Herein are attached the logs of the last few days ever since the problem started.
kolibri-2020-01-25.txt
kolibri-2020-01-26.txt
kolibri-2020-01-27.txt
kolibri-2020-01-23.txt
kolibri-2020-01-24.txt

Steps to reproduce

  1. Start a channel content update task
  2. Simulate an abrupt shutdown of Kolibri while the task is still underway (Unplug the device)
  3. Start device and Kolibri
  4. No new tasks shall complete thereafter

Context

Kolibri server - 0.3.6
Kolibri - 0.13.0
Ubuntu 18.04.3

bug

Most helpful comment

After some live debugging with the @intelliant01 installation, the problem was on this line https://github.com/learningequality/kolibri/blob/release-v0.13.x/kolibri/core/content/management/commands/importchannel.py#L179

importchannel tries to acquire a lock to do the importation and could not do it because the database said a lock was acquired by another process with a different pid. Diskcache does not return any error in this case, it just keeps the acquire routine in an infinite loop: https://github.com/grantjenks/python-diskcache/blob/master/diskcache/recipes.py#L145-L154 until the lock is released.

The problem appears because when the abrupt shutdown happened, kolibri was interrupted while doing the import and had a pid that was inserted in the cache.db to lock the process.
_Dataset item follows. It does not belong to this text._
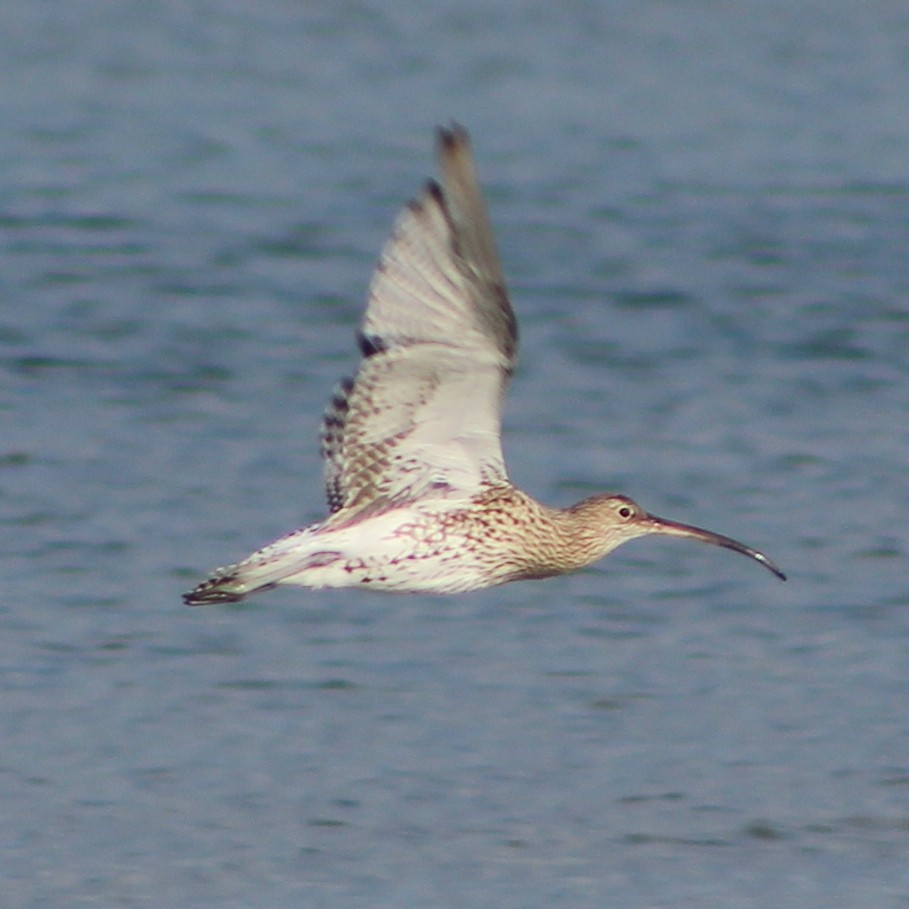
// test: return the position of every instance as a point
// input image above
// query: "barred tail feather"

After kolibri restarted the pid was not the same and we were in a deadlock.

I think the solution should be deleting cache.dbwhenever kolibri starts, to avoid this kind of problems, but I'd like to hear more opinions, specially from @rtibbles who implemented the locking here.
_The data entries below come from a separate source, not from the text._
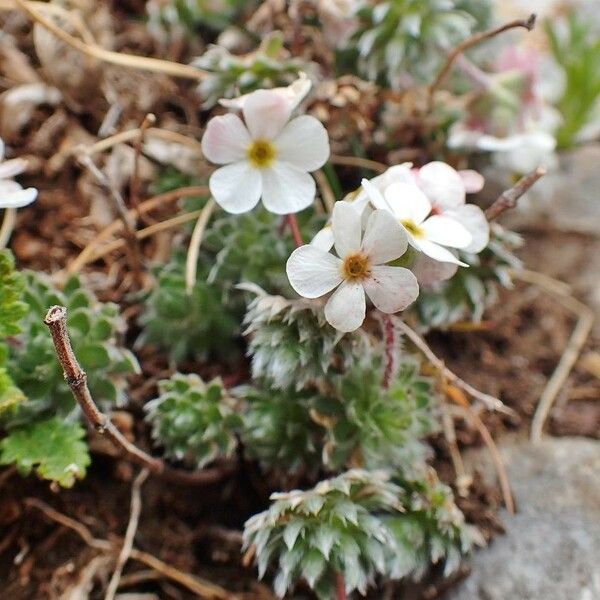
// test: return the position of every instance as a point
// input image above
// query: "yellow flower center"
(261, 153)
(412, 228)
(356, 266)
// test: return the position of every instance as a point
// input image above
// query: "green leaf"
(54, 449)
(12, 308)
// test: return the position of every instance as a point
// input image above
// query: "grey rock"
(551, 548)
(567, 197)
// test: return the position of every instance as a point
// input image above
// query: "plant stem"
(389, 332)
(8, 224)
(340, 587)
(293, 225)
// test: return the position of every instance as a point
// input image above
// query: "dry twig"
(357, 161)
(204, 589)
(56, 320)
(487, 400)
(134, 185)
(133, 248)
(583, 328)
(89, 251)
(469, 43)
(508, 199)
(467, 412)
(134, 518)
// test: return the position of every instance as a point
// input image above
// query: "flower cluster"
(424, 208)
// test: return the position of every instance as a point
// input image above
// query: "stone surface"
(566, 198)
(551, 548)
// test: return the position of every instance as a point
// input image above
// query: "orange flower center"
(261, 153)
(356, 266)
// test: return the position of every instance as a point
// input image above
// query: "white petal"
(474, 220)
(303, 143)
(13, 167)
(266, 112)
(18, 198)
(472, 180)
(286, 189)
(391, 288)
(346, 229)
(437, 252)
(236, 187)
(384, 238)
(346, 308)
(442, 185)
(429, 271)
(324, 238)
(446, 231)
(225, 140)
(313, 272)
(407, 202)
(375, 196)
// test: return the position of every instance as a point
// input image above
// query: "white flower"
(266, 157)
(446, 189)
(360, 200)
(360, 268)
(12, 195)
(427, 233)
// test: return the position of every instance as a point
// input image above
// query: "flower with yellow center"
(266, 155)
(429, 233)
(358, 269)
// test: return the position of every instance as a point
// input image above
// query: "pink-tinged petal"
(346, 308)
(442, 185)
(323, 239)
(476, 223)
(266, 112)
(17, 198)
(429, 271)
(391, 289)
(472, 180)
(313, 272)
(401, 173)
(384, 238)
(236, 187)
(375, 196)
(446, 231)
(286, 189)
(13, 167)
(225, 140)
(437, 252)
(346, 229)
(408, 202)
(303, 143)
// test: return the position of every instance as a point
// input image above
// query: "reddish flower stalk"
(389, 333)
btw, this bug may happen with all the tasks using db_task_write_lock, not only importing channels, also deleting them, trying to vacuum, importing content, etc.

I am attaching here the bad db to help debugging

All 10 comments

Thanks for the report @intelliant01!

I'm a bit confused though. I believe the expected behavior for both 0.12.x and 0.13.0 is that any transfers that are outstanding during a hard shutdown will "fail" and need to be manually re-initiated.
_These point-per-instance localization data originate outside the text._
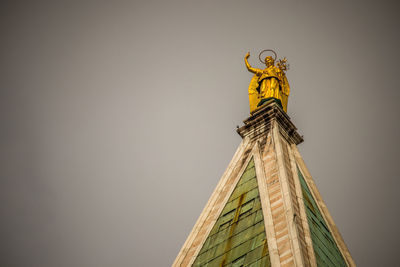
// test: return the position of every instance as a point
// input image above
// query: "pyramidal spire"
(266, 209)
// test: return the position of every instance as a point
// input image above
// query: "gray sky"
(118, 119)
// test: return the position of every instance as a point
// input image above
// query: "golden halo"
(270, 50)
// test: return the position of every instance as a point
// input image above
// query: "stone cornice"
(259, 123)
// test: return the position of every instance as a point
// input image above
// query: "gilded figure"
(268, 83)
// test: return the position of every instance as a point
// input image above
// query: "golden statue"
(269, 83)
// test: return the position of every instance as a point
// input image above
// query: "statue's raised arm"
(250, 68)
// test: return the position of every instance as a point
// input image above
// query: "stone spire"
(266, 209)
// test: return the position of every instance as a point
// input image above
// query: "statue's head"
(269, 61)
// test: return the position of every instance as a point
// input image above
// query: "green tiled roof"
(326, 251)
(238, 237)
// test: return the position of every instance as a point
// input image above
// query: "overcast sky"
(118, 119)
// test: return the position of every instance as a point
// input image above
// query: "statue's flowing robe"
(267, 83)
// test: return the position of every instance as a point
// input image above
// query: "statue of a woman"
(269, 83)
Would you mind clarifying a couple things?

Tasks are no longer completing after an abrupt shutdown (power to the server unplugged) while an update task was ongoing.
The tasks were completing and had even cleared them prior to the abrupt shutdown.

Are you saying that in 0.12.x, content transfers would resume after a hard shutdown of Kolibri? I just tested on 0.12.9, and the behavior was that the transfer had disappeared completely, which I believe is the same behavior as in 0.13.0.

Can't accomplish any task in the Device -> Channels module.

Are you saying that after a hard shutdown, content transfers working altogether and cannot be re-initiated?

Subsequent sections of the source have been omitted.